アトリエトーク

『塾長のオススメです!』 Vol.16

平成24年8月10日

河村国語作文塾&学びのアトリエ
河村 勝之

宮崎駿 著
『折り返し点 1997~2008』(岩波書店)

稲泉連 著
『復興の書店』(小学館)

中村計 著
『甲子園が割れた日 -松井秀喜5連続敬遠の真実-』
『佐賀北の夏 -甲子園史上最大の逆転劇-』
(共に新潮文庫で、前者は.新潮文庫の100冊- に入っています。)

暑い夏、偶然にもオススメの3冊はすべてノンフィクションとなりました。

一冊目、いつかスタジオ・ジブリ宮崎駿監督の『もののけ姫』についてのコメントをきちんと読みたいと思っていたその願いがついに今回かないました。

私は「あの直球勝負」とも言うべき『もののけ姫』が誕生したプロセスや宮崎監督の思いにこの本で触れることが出来て、自分の直感が間違っていなかった事を確認しました。子どもたちにむけてスクリーン上から送り出すこの映画のメッセージのストレートさは、いかに彼の中で子どもたちへの信頼が厚いかをもの語っています。そこまでの若い人たちへの「思い」が自分の中にあるか、と自問自答を繰り返した一冊でした。宮崎ファンの人には必読の一冊でしょう。

二冊目は文字通り『復興の書店』についてのルポルタージュです。震災直後から、生活必需品と共に多くの人が本を読むことを切望した事実、胸が熱くなりました。いかに多くの人の手によって本を望む人の所に届けられるのか、きちんと勉強してこなかった事だけに、まさに「目からウロコ」のノンフィクションでした。

あの日本中を熱くした「体操」「水泳」「卓球」「サッカー」「陸上」「バレー」等々のロンドンオリンピックも終わりに近づき、私の大好きな高校野球が始まりました。

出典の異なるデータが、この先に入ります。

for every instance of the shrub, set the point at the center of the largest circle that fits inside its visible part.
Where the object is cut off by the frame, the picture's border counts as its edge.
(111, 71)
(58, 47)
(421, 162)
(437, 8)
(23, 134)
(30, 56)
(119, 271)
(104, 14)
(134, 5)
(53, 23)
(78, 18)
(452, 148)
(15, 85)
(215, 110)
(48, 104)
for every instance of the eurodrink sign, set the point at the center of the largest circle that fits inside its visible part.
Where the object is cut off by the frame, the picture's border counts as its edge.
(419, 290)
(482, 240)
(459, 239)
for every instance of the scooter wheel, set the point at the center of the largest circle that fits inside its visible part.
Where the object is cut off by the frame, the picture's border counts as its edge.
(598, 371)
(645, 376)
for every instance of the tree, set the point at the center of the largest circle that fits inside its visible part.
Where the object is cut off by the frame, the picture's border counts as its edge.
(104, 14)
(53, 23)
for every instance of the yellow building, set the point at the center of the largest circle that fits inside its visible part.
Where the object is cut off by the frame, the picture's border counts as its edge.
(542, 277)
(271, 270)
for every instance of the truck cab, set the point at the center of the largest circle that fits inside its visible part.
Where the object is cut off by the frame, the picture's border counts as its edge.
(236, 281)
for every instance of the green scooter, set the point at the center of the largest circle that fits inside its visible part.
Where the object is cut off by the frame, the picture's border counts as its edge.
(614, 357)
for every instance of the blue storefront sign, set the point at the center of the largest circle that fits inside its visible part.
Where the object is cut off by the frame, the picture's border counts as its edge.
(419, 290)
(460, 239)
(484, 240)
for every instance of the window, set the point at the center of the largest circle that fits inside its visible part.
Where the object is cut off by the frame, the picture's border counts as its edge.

本当に大好きになったのは駒大苫小牧高の全国初優勝の時の試合を夜中に録画で見た時からですが・・・。

その甲子園での大ニュースに数えられる二つの出来事を丹念に追った、著者の執念の二冊をオススメします。特に前者の追記の中で、「夢を実現するために小さなこどもに言葉をかけるとしたら」という著者の質問に対して、ワールドシリーズでMVPを獲った直後の、松井秀喜の口から出た

「・・・逃げないことじゃないですか。好きだと思えることからは」という言葉は、今の彼の置かれている状況を考えると、ファンの一人として著者ならずともジーンと胸に迫るものがあります。高校野球とそれをめぐるメディアや球児のその後に関心のある方には、もう一冊とともにオススメです。夢と共に生きる事の難しさを感じさせてくれる二冊です。